Retention ignores unrelated files and protects the active file even if its name matches the archive cleanup pattern.
Optional gzip compression is enabled with compression: "gz" or compression: "gzip":
{
"type": "FileBackend",
"file": "logs/app.log",
"rotation": "daily",
"archive": "logs/archive/app.{date}.{index}.log",
"compression": "gz"
}Compression is submitted only for completed archive files. The active file is not compressed.
Gzip support depends on the USE_ZLIB CMake option. If zlib support is not compiled in, compression: "gz" is accepted but has no effect.
Accepted disabled values are none, off, disabled, or an empty string.
When FILE_ENABLE_COUNTERS is enabled, FileBackend::GetCounters() and the [FileBackend] statistics dump include lifecycle counters:
-
SizeLimitCompletionCalls— file completions triggered by size-limit rotation; -
TimeLimitCompletionCalls— file completions triggered by time rotation; -
ArchivedFiles— completed files successfully moved to archive names; -
CompressionSubmitCalls— completed archive files submitted to the compression manager; -
RetentionRuns— retention cleanup passes started by startup cleanup or file completion.
These counters are updated only on lifecycle paths. Normal appends do not run retention, compression, archive scanning, or filesystem cleanup.
File rotation is best-effort. If an archive directory cannot be created or the active file cannot be moved to an archive name, the backend reopens the active file in append mode and keeps logging when possible.
This avoids losing existing active-log content on rotation failure.
DirectorySizeWatchdog works at the logger home-directory level.
It is configured through the home-directory section:
{
"home-directory": {
"path": "logs",
"watch-dog": {
"enable": true,
"max-size": "10GB",
"check-periodicity": "30s",
"file-extension": [".log", ".gz"]
}
}
}The watchdog monitors total directory size and removes old files when the configured limit is exceeded.
This is different from per-backend retention:
-
retention.*applies to archives produced by oneFileBackendarchive pattern; - the watchdog controls total disk usage in the logging directory.
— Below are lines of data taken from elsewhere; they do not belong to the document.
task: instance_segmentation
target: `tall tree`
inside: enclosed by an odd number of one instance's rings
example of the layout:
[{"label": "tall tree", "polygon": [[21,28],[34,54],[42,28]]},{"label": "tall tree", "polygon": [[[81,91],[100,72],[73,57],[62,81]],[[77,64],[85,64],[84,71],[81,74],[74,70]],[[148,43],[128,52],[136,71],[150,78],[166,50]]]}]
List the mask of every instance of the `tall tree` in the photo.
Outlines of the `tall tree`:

The watchdog consults the file manager before deleting files, so active files used by registered FileBackend instances are not removed.
Use time rotation when log files should naturally split by time period.
Use on-size-limit: "rotate" when large active files should be completed into archives instead of truncated.
Use retention.* when each backend should retain only a bounded archive history.
Use the directory watchdog when total disk usage matters more than the number of archives per backend.
In production, it is common to combine all of them.